Optimizing Real-Time Bidding: Machine Learning Approaches for Bid Shading and Winning Price Prediction

Real-Time Bidding (RTB) is a critical mechanism in online advertising, where Demand-Side Platforms (DSPs) must determine optimal bids to maximize returns. The effectiveness of bid shading algorithms heavily depends on accurately forecasting the winning price distribution, which differs significantly between second-price (SPA) and first-price (FPA) auctions. Unlike traditional point-estimation models, winning price prediction faces unique challenges such as data censorship and counterfactual learning, as DSPs often only observe win/loss outcomes rather than true market prices.

To address mixed censorship in auction environments, the authors propose the Multi-task Mixed Censorship Predictor (MMCP). This framework leverages the similarity between first-price and second-price auction environments to transfer market price information. It consists of four modules: feature embedding with mixture-of-experts, a second-price prediction module, a first-second mapping module (FSMM) that aligns distributions using Wasserstein distance, and a first-price prediction module optimized with an Adaptive Censorship Loss (ACL). Experiments on iPinYou and Tencent's Youlianghui datasets demonstrate that MMCP significantly outperforms baseline models in surplus rate.

Furthermore, traditional bid shading suffers from sample selection bias due to over-exploitation, leading models to converge to local optima. To mitigate this, the Cost-Effective active learning for Bid Exploration (CeBE) method is introduced. CeBE balances exploration and exploitation by formulating bid exploration as a stochastic knapsack optimization problem. It quantifies exploration utility using prediction entropy and sample similarity, while calculating exploration cost based on opportunity loss. By applying a greedy algorithm under budget constraints, CeBE effectively gathers representative training data, substantially improving model generalization and advertiser ROI compared to random exploration and standard active learning approaches.
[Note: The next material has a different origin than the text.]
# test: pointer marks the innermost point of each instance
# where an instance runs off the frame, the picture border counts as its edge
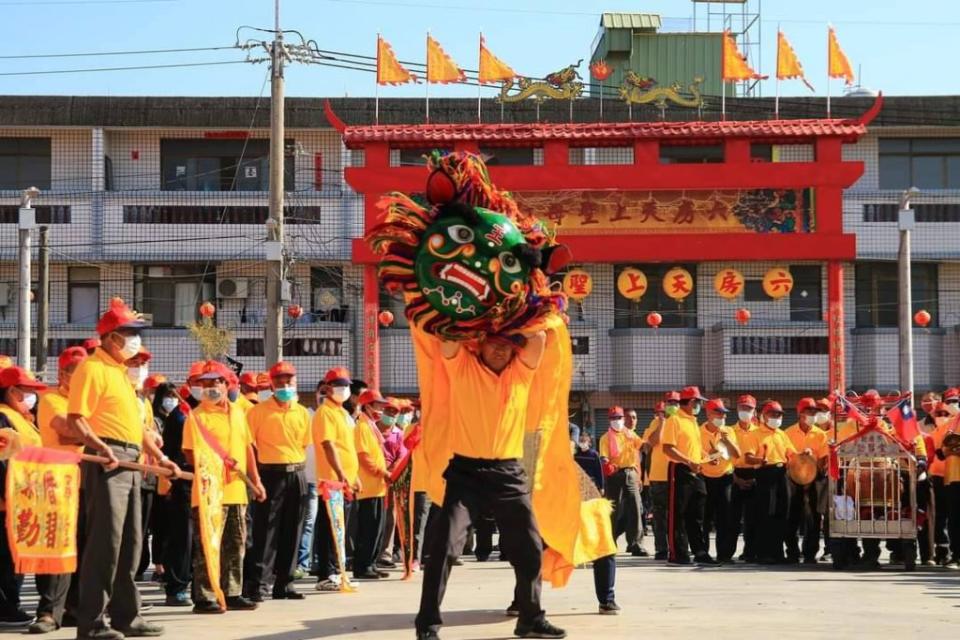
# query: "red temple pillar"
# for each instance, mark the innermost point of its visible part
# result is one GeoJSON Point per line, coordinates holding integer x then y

In conclusion, bid shading and winning price prediction remain active research frontiers in computational advertising. Beyond classical distribution estimation and linear programming, modern solutions increasingly incorporate active learning, reinforcement learning, and uplift modeling. The integration of these advanced machine learning techniques enables DSPs to navigate complex auction dynamics, reduce advertising costs, and drive sustainable growth in real-time bidding ecosystems.